Between 2012 and 2013, there was a 35 per cent increase in the number of rapes reported to the National Records Crime Bureau, which recorded 33,707 rapes in 2013. The increase was perhaps a result of greater awareness, as well as a reaction to Delhi’s stance that the state condemns rape and will respond with zero tolerance to sexual assault cases.

Yet Modi’s government has done precious little during its time in power to take that legacy forward. At the time of electioneering in 2014, campaigners promised to set up rape-crisis centres across the country to provide support and rehabilitation to rape victims. In July 2014, Maneka Gandhi, former Indian prime minister Indira Gandhi’s estranged daughter-in-law, who is currently India’s minister of women and child development, promised trauma centres for each of India’s 640 districts, and an additional 20 in the six largest cities. Instead, the BJP government recently announced support for 36 centres.

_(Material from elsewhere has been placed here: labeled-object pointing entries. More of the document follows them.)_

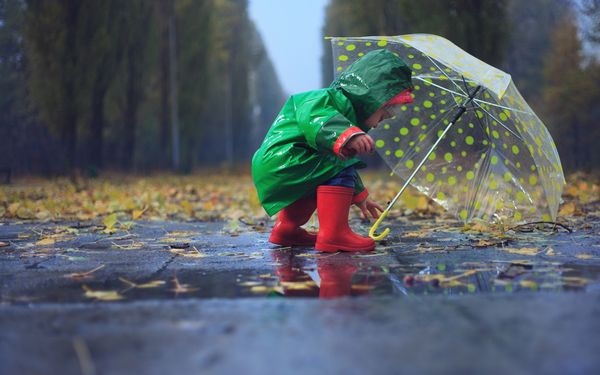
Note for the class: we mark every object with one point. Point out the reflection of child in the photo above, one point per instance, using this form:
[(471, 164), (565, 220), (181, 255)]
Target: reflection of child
[(311, 147)]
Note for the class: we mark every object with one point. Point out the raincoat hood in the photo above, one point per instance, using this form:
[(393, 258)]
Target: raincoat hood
[(372, 80)]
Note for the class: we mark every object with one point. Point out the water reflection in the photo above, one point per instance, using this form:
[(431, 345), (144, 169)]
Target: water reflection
[(342, 274), (330, 276)]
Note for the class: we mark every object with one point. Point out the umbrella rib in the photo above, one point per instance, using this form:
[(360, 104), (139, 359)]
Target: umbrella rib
[(433, 127), (500, 122), (439, 87), (444, 73), (501, 106)]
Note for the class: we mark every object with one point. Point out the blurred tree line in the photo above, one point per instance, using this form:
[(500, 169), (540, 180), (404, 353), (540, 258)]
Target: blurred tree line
[(539, 42), (132, 85)]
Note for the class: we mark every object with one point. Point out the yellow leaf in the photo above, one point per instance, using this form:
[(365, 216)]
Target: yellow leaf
[(46, 241), (522, 250), (136, 214), (102, 295)]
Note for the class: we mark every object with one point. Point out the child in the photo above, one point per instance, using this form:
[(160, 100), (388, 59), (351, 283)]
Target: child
[(311, 148)]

That doesn’t surprise Vajpeyi. “[The Sangh Pariwar] is interested in the honour and purity of Hindu women—not minority women—[and] upper-caste women—not Dalit women—[and] not women as independent individuals with their own identity. It wants women to be educated, yes, but then to dress in certain ways, not drink, not exercise sexual choice.”

The banned BBC documentary did not provide any new context to Indian viewers who have lived with Jyoti Singh’s story for a long time. But it has annoyed long-time feminists like Chandra, who feel it has undermined the long and rich legacy of the feminist movement in India. The ban, meanwhile, has resulted in a separate discussion in India over freedom of speech and expression under Modi’s leadership.

The real conversation—about gender imbalance, the treatment of rape victims and the slow progress made in addressing women’s rights—has been sidelined. “Everyone’s been obsessing about the film,” says Sharma, “and forgetting that what we should actually be talking about is rape.”